The United States isn’t the only country that continues to battle this disease. Other countries, recently Australia, are reporting higher than expected incidences of black lung. According to an AustraliaMining.com article, reports of several new cases of black lung disease among Queensland miners shook the industry last year. An investigation by the Department of Natural Resources and Mines revealed poor documentation of confirmed cases, a lack of preventive measures, and too few screening tests were to blame. Another Australia Mining article points to a combination of responsible factors: the first being the belief that black lung disease is a thing of the past and that any potential cases will be identified by health assessment screening; the other being that original purpose of the health assessments, to identify early stages of black lung and implement corrective measures, has been replaced with a focus on pre-employment medical assessment. Both articles stress the need for a greater focus on prevention, early detection, and ongoing surveillance.

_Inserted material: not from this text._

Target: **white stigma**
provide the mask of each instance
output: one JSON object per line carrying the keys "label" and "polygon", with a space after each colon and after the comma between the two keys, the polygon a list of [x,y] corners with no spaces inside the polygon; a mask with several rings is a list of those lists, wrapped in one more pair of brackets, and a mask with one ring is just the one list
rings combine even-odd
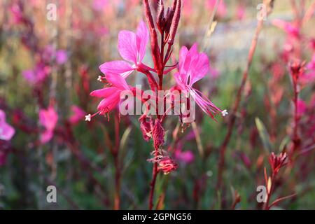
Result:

In the United States, such efforts are underway. In 2014, MSHA issued a new rule requiring the use of a continuous personal dust monitor (CPDM) in underground coal mines by February 1, 2016. In December 2014, a dust monitor was approved by NIOSH that satisfies the 30 CFR Part 74 CPDM instrument requirements for compliance with the MSHA dust rule. The battery operated device tracks the shift-average respirable dust exposure as it approaches regulatory limits. Three primary, real-time measurements are provided: primary current mass concentration, primary cumulative mass concentration and percent of limit. Two secondary user-initiated measurements are also available and can be performed without interfering with the primary sample.

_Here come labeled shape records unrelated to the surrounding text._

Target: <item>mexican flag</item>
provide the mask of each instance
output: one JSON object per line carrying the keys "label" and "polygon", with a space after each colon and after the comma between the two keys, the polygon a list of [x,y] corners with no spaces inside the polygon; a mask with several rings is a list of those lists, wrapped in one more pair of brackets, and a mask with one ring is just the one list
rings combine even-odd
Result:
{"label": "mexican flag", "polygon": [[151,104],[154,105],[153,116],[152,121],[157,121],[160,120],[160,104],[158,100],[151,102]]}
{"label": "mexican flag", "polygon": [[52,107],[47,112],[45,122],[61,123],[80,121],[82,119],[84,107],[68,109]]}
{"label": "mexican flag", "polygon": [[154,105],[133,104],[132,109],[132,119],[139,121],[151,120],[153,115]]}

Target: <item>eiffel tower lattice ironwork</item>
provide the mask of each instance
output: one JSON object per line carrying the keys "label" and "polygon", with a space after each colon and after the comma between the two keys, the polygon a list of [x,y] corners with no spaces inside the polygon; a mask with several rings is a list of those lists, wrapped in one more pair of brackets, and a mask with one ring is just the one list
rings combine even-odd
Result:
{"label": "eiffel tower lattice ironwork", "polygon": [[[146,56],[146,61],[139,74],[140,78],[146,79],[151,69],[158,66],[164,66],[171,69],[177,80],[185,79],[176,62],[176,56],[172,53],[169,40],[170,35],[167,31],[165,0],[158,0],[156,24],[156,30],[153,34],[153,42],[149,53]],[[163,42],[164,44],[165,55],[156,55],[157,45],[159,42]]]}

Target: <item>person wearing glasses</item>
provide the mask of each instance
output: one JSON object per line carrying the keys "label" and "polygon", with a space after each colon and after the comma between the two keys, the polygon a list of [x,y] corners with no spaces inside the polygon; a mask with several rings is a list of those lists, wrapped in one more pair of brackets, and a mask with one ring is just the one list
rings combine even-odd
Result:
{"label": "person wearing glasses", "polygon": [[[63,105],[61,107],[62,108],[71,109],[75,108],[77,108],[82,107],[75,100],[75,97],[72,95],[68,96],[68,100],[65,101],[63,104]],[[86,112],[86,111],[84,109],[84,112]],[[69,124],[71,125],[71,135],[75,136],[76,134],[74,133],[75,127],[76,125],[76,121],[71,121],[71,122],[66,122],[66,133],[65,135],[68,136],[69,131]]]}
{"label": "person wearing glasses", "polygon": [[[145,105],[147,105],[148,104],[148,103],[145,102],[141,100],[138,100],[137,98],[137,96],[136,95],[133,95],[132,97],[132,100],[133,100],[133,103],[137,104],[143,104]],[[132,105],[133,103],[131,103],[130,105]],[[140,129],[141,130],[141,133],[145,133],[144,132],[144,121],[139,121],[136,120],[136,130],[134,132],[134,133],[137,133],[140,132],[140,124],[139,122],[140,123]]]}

On February 1, 2016, Phase II of MSHA’s respirable dust rule went into effect. It requires mine operators:
- To use continuous personal dust monitors (CPDMs) to monitor underground coal mine occupations exposed to the highest respirable dust concentrations as well as to monitor miners who have evidence of Black Lung (Part 90 miners);
- To collect an increased number of respirable coal mine dust samples in underground mines for occupations most exposed to respirable dust and for Part 90 miners;
- To notify miners more quickly on the results of respirable dust samples taken with the CPDM.